Deferred Action for Childhood Arrivals (DACA)
On June 15, 2012, President Obama announced a new plan to assist undocumented youth. It is not a new law, or even a regulation. It is not a long-term solution, nor does it grant a legal status. But, it is a very exciting step forward. This program, now called Deferred Action for Childhood Arrivals (DACA) is a way for undocumented young people to ask the U.S. Immigration Service to let them stay for two years at a time. And DACA can also lead to a 2 year work card and a Social Security number.
Youth can apply to this program if they meet the following requirements:
- Were under the age of 31 as of June 15, 2012
- Came to the US before reaching your 16th birthday
- Have continuously resided in the US since June 15th 2007, up to the present time
- Were physically present in the US on June 15th 2012, and at the time of making your request for consideration of deferred action with USCIS
- Entered without inspection before June 15 2012 or your lawful immigration status expired as of June 15, 2012
- Are currently in school, have graduated or obtained a certificate of completion from high school, have obtained a general education development (GED) certificate, or are an honorably discharged veteran of the Coast Guard or Armed Forces of the US; and
- Have not been convicted of a felony, significant misdemeanor, three or more other misdemeanors, and do not otherwise pose a threat to national security or public safety.
How to Apply for Deferred Action for Childhood Arrivals
- Review guidelines
- Collect documents as evidence you meet the guidelines
- Complete USCIS Forms I-821D and I-765 at www.uscis.gov/I-821D (Please attend free community workshops for assistance with completing these forms. You may go to the counseling office for information on local events)
- Mail USCIS forms and fees (total $465)
- Visit your local USCIS Application Support Center for a scheduled biometrics services appointment
- Check the status of your request online
For the most current information please visit: www.uscis.gov/childhoodarrivals
AB540, is a California law passed in 2001. AB540 allows undocumented students to pay in-state tuition rates if they meet all of the following requirements:
1) Attended a California high school for 3 or more years.
2) Graduated from a California high school with a high school diploma or attained the equivalent (GED).
3) After accepted to a California public university or college, if undocumented, the student mus file an affidavit with the intended college or university stating their eligibility under AB540 and intention of applying for a lawful immigration status as soon as they are eligible.

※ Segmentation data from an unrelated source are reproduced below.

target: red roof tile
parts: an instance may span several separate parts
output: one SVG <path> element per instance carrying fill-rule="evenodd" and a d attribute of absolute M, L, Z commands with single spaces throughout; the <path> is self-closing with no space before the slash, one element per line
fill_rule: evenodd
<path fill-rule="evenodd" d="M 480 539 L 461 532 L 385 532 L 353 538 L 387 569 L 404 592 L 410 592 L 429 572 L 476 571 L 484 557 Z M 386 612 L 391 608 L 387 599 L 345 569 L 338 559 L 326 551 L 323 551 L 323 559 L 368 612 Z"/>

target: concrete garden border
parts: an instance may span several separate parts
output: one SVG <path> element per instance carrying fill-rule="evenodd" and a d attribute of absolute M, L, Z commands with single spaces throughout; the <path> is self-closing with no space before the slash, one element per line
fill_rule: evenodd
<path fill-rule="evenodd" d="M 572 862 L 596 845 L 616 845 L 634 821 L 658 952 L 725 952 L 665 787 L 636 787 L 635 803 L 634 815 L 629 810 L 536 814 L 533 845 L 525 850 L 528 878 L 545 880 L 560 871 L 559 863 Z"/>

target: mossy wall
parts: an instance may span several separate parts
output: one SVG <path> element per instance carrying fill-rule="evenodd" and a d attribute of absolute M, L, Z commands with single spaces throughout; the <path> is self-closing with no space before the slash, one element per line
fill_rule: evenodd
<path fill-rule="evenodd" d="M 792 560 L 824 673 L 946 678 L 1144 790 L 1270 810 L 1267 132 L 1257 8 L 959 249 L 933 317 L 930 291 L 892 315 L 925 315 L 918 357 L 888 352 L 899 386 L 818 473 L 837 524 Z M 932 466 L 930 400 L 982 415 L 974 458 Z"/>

California Dream Act AB130 and AB131 passed and signed by California Jerry Brown in 2011
AB130 (Go into effect January 1st 2012)
In the past, California public colleges and universities were bound by the state to withhold financial assistance to their undocumented students. AB130 gives California public colleges and universities the opportunity to allow undocumented students to apply and compete for scholarships awards. These include scholarships funded through private donors, alumni contributions or individual departmental efforts. Students must visit a financial aid officer at their current college/university.
AB131 (Provisions of AB131 will go into affect January 1st 2013 for the Fall 2013)
In the past, the State of California did not administer a financial aid program that included undocumented students. This bill now allows undocumented students who qualify for AB540 to participate in state funded financial aid programs. AB 131 calls for California's community colleges to allow students to apply for the Board of Governor's Fee Waivers, which waive the educational fees of qualifying low-income students and qualify for Cal Grants.
California Dream Act Application
You can do it!!! Si Se Puede!!!
- You are not alone. Thousands of undocumented students have gone to college in the US and graduated. This won't be easy but you can do it.
- Get comfortable asking for help. Find people you can trust to help you navigate the college process.
- Practice telling "your story" as many private scholarships require a face-to-face interview.
- Even if you intend to go to UC, CSU, or private school, you should apply to your local community college as a backup plan.
- Once in college, join student support groups (AB540 student groups) to network and find out about other scholarship opportunities.
- Go back to your community and share your story with other younger students in your same situation.